Thelonius Ellison, el narrador protagonista de X, es, al igual que Everett, escritor y profesor universitario. Mientras escribe una novela fragmentaria, Ellison, además, narra sus enemistades con ciertos sectores académicos; se burla de los autores experimentales que sobreviven a los años sesenta publicitándose los unos a los otros, y admite el odio que él mismo genera en la Sociedad de Estudios del Nouveau Roman. «Por un par de razones: una, porque hacía dos años que había publicado una novela realista con la que había cosechado cierto éxito; y dos, porque en las entrevistas que me hacían en prensa o radio no me callaba la opinión que su obra me merecía.» Hasta tal punto es así que llega a recibir amenazas de muerte del tipo «te mataré, palurdo mimético».
Agotado de su situación laboral y de la recepción que su obra ha merecido, Ellison se lanza entonces a la escritura de un libro que él mismo aborrecerá. Bajo el título de Porculo, Stagg R. Leigh, seudónimo de Ellison, narra en primera persona —y con una dudosa ortografía— la peripecia en el gueto de Van Go Jenkins, cuya única dedicación parece ser la de hacer hijos.
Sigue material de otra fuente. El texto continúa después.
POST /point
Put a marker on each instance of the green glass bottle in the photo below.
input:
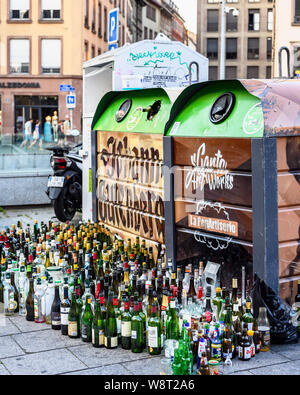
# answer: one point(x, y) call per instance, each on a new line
point(172, 324)
point(126, 327)
point(87, 321)
point(154, 332)
point(247, 316)
point(98, 327)
point(73, 319)
point(111, 330)
point(137, 331)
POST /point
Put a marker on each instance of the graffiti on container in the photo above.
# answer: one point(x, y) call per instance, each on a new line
point(130, 195)
point(206, 170)
point(254, 122)
point(218, 225)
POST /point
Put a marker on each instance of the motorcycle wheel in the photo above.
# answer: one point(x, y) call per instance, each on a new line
point(63, 211)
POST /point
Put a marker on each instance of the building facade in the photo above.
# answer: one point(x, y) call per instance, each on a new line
point(43, 45)
point(248, 37)
point(287, 34)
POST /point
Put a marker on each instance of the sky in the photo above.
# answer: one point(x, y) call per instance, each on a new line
point(188, 10)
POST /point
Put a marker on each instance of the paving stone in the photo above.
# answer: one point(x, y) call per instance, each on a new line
point(283, 369)
point(290, 351)
point(96, 357)
point(9, 348)
point(3, 370)
point(44, 363)
point(115, 370)
point(44, 340)
point(146, 367)
point(260, 360)
point(27, 326)
point(7, 327)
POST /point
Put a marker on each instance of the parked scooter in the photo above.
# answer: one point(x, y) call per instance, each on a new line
point(65, 186)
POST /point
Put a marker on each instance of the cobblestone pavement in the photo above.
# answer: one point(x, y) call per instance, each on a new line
point(27, 348)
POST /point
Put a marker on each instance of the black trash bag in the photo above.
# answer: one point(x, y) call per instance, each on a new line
point(279, 313)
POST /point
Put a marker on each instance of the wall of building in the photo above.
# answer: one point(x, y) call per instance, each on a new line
point(286, 34)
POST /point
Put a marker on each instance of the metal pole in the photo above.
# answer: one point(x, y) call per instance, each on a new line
point(223, 40)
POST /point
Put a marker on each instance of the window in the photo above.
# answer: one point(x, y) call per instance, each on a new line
point(212, 48)
point(51, 64)
point(230, 72)
point(253, 48)
point(252, 72)
point(19, 9)
point(51, 9)
point(253, 20)
point(270, 20)
point(297, 11)
point(212, 20)
point(213, 73)
point(269, 48)
point(231, 48)
point(151, 13)
point(296, 56)
point(231, 22)
point(19, 56)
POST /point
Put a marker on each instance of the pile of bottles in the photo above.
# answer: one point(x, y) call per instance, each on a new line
point(88, 283)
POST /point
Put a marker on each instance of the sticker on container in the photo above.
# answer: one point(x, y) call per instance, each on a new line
point(175, 128)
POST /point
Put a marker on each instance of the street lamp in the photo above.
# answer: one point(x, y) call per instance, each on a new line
point(236, 13)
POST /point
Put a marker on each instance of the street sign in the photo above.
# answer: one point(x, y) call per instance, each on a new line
point(113, 27)
point(64, 88)
point(112, 46)
point(71, 102)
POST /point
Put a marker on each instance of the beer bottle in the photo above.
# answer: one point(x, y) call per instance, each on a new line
point(296, 309)
point(73, 319)
point(126, 327)
point(264, 329)
point(55, 311)
point(87, 321)
point(245, 346)
point(98, 327)
point(137, 331)
point(172, 324)
point(204, 368)
point(154, 332)
point(111, 329)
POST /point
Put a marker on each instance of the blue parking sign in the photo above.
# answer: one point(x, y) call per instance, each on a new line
point(71, 101)
point(113, 27)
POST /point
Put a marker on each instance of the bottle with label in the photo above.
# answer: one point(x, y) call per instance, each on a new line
point(22, 291)
point(98, 327)
point(264, 329)
point(126, 327)
point(172, 324)
point(247, 316)
point(296, 309)
point(39, 292)
point(64, 311)
point(245, 346)
point(137, 331)
point(73, 319)
point(87, 320)
point(30, 301)
point(55, 310)
point(154, 332)
point(47, 300)
point(9, 296)
point(111, 329)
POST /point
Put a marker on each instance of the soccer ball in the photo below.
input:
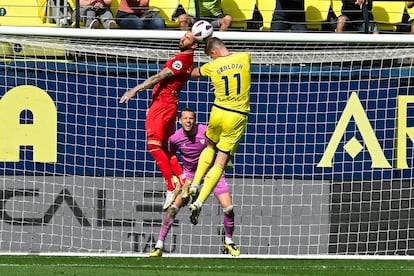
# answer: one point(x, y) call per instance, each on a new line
point(202, 30)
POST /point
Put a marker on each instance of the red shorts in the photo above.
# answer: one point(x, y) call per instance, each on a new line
point(160, 122)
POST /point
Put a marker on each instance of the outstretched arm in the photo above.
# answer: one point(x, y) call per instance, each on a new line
point(150, 82)
point(195, 73)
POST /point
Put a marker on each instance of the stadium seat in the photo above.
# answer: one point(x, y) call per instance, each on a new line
point(336, 6)
point(240, 10)
point(388, 14)
point(114, 7)
point(266, 8)
point(316, 11)
point(24, 13)
point(167, 8)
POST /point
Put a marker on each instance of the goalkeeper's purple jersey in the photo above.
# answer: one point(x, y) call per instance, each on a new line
point(189, 147)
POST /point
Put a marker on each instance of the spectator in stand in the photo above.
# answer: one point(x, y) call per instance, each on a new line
point(289, 15)
point(96, 11)
point(352, 17)
point(136, 14)
point(210, 10)
point(410, 4)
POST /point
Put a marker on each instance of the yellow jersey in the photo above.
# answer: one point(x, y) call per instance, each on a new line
point(230, 76)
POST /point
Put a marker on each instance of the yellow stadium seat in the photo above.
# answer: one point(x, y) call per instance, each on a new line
point(167, 8)
point(266, 8)
point(185, 4)
point(336, 6)
point(316, 11)
point(240, 10)
point(114, 7)
point(23, 13)
point(387, 14)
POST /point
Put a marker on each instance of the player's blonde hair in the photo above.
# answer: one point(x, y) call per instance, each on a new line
point(213, 43)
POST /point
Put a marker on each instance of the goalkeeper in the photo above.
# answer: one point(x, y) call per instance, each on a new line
point(230, 75)
point(190, 140)
point(162, 113)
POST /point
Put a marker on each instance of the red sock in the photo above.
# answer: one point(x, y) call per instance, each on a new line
point(177, 170)
point(163, 164)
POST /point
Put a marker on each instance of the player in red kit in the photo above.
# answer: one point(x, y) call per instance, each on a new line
point(162, 113)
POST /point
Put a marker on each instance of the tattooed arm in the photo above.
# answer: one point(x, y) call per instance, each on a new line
point(148, 83)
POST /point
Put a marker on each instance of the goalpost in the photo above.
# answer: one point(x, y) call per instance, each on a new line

Van Go Jenkins es la clase de persona que sueña con islas, «todo lleno de tías buenas, las zorras, qué culo, y no llevan nada, solo unas tiritas a media teta. Pienso en lo buenas que están, las guarras, y en que mas las voy a tirar a todas». Falsamente, recurriendo al máximo posible de prejuicios, Porculo habría de albergar el germen y la verdadera historia de la experiencia negra en América. Y así, tras las gestiones pertinentes del agente de Ellison, Porculo se convierte en la novela que más dinero reportará a su autor, si bien Ellison no puede sino avergonzarse por ello.
Porculo, que se extiende aproximadamente sobre una cuarta parte de X, posiblemente sea la sección más divertida del libro, lo cual pasa por el gran mérito de Everett, a saber, forzar a sus lectores a experimentar un placer culpable, una diversión que se obtiene de un relato atroz completamente inverosímil, basado de un personaje descabellado y maligno que resiste en un escenario de videoclip de gangsta rap. Con todo, Porculo pasa a ser un éxito de la crítica, avalado por cabeceras como el New York Times, que llega a decir: «Se parece más a las noticias de la noche. El gueto vive entre estas páginas; en ellas, el autor nos permite vislumbrar la experiencia de la calle, y por ello debemos estarle inmensamente agradecidos.» Caucásicos que gritan a los negros: «¡Dadnos Porculo!», se convierte, entonces, en el desasosegante corolario post-racial con que Everett nos complace. 

2 comentarios:

Anónimo dijo...

Un puto calvario. Decírmelo a mí.

Ignacio Carcelén dijo...

No me hice la idea de lo que representa ser negro hasta que recientemente he compartido piso con una dominicana, no hay falso romaticismo, son muy conscientes, y no imaginamos lo que hacen por parecerse e integrarse. En España no existe un numeroso grupo de color, quizá eso les hace más débiles. Aunque esté de su parte, no puedo imaginar que sienten, voy aprendiendo poco a poco.